Arghya Pal
Arghya Pal

Reputation: 153

JNI DETECTED ERROR IN APPLICATION: use of invalid jobject

public class MyOpaqueBasedJSONDict implements IMyJSONDict {

    private final long _myNativeCPPObj;
...

public IMyJSONDict getMyJSONObj(String keyName) {
        long retVal = nativeGetJSOBObject(_myNativeCPPObj,keyName);
        return (new MyOpaqueBasedJSONDict(retVal));
    }

native implementation
NIEXPORT jlong JNICALL
Java_com_hexample_myndkapplication_MyOpaqueBasedJSONDict_nativeGetJSOBObject(JNIEnv *env,
                                                                             jobject instance,
                                                                             jlong myNativeCPPObj,
                                                                             jstring keyName_) {
    const char *keyName = env->GetStringUTFChars(keyName_, 0);

    Json::Value* nativeCppJson_ptr = reinterpret_cast<Json::Value*> (myNativeCPPObj);

    Json::Value& map = *nativeCppJson_ptr;

    Json::Value& jsonVal = map[keyName];
    env->ReleaseStringUTFChars(keyName_, keyName);
    return (jlong) &jsonVal;
}

I am not able to understand why I am getting

JNI DETECTED ERROR IN APPLICATION: use of invalid jobject 0xb4019a80 08-16 03:25:56.785 20537-20537/com.hexample.myndkapplication A/art: art/runtime/java_vm_ext.cc:410] from long com.hexample.myndkapplication.MyOpaqueBasedJSONDict.nativeGetJSOBObject

Any clue how to debug invalid memory errors in ndk.
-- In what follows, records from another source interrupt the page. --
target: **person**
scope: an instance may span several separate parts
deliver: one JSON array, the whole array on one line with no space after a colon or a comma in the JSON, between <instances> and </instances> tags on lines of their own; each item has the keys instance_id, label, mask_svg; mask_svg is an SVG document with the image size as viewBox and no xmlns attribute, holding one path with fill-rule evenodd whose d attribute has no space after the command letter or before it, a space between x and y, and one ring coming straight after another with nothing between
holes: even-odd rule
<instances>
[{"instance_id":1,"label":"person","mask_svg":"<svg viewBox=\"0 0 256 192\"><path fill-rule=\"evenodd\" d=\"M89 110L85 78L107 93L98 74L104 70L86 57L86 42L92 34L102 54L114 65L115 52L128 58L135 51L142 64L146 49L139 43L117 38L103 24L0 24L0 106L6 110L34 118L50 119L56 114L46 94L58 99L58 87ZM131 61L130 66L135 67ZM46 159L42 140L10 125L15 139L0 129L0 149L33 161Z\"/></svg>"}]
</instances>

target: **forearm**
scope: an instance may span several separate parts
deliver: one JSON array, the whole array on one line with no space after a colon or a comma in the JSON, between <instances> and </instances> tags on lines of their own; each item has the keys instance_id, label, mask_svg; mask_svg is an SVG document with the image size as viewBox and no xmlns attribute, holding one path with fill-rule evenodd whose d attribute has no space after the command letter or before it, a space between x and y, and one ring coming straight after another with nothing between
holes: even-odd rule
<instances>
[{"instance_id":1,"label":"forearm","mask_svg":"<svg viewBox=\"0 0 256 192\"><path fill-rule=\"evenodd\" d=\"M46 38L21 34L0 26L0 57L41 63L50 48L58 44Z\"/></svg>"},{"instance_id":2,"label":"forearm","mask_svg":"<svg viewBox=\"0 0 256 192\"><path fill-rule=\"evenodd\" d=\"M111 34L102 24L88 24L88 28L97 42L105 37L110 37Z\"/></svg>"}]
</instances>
I am pretty new to Android and ndk development.

Upvotes: 3

Views: 10276

Answers (5)

user1300214
user1300214

Reputation:

For me it was the incoming const char * str parameter that was not playing ball with the CallStaticVoidMethod. To fix this we have to create a new jstring and pass that back to Java instead:

// str is a const char *
jstring x = env->NewStringUTF(str);
env->CallStaticVoidMethod(jclassMainClass, methodId, x);
env->DeleteLocalRef(x);

Makes sense really since JNI bridges C++ and Java and Java will only accept a Java string (jstring) not a const char *, despite passing the latter not causing a compile time error.

Upvotes: 3

Ado
Ado

Reputation: 421

In my case,I used jobject in multi native thread:

javaCallBackObj = env->NewGlobalRef(jobj);

Note however that the jclass is a class reference and must be protected with a call to NewGlobalRef (see the next section). Andorid Jni doc

Upvotes: 2

PPP
PPP

Reputation: 1850

In my case the problem was that I was calling the native function with the rigth arguments but wrong return type

Upvotes: 1

aolphn
aolphn

Reputation: 2998

I encountered this issue too,the situation is using wrong .so file .It should be x86 but I used x86_64.

Upvotes: 0

Alex Choi
Alex Choi

Reputation: 9

I got the similar problem in my android app. Further I found that the String argument is the "invalid jobject" mentioned by JNI. I tried input non-empty string as argument and the error gone. I don't know why it's that. I hope that it can help you as workaround.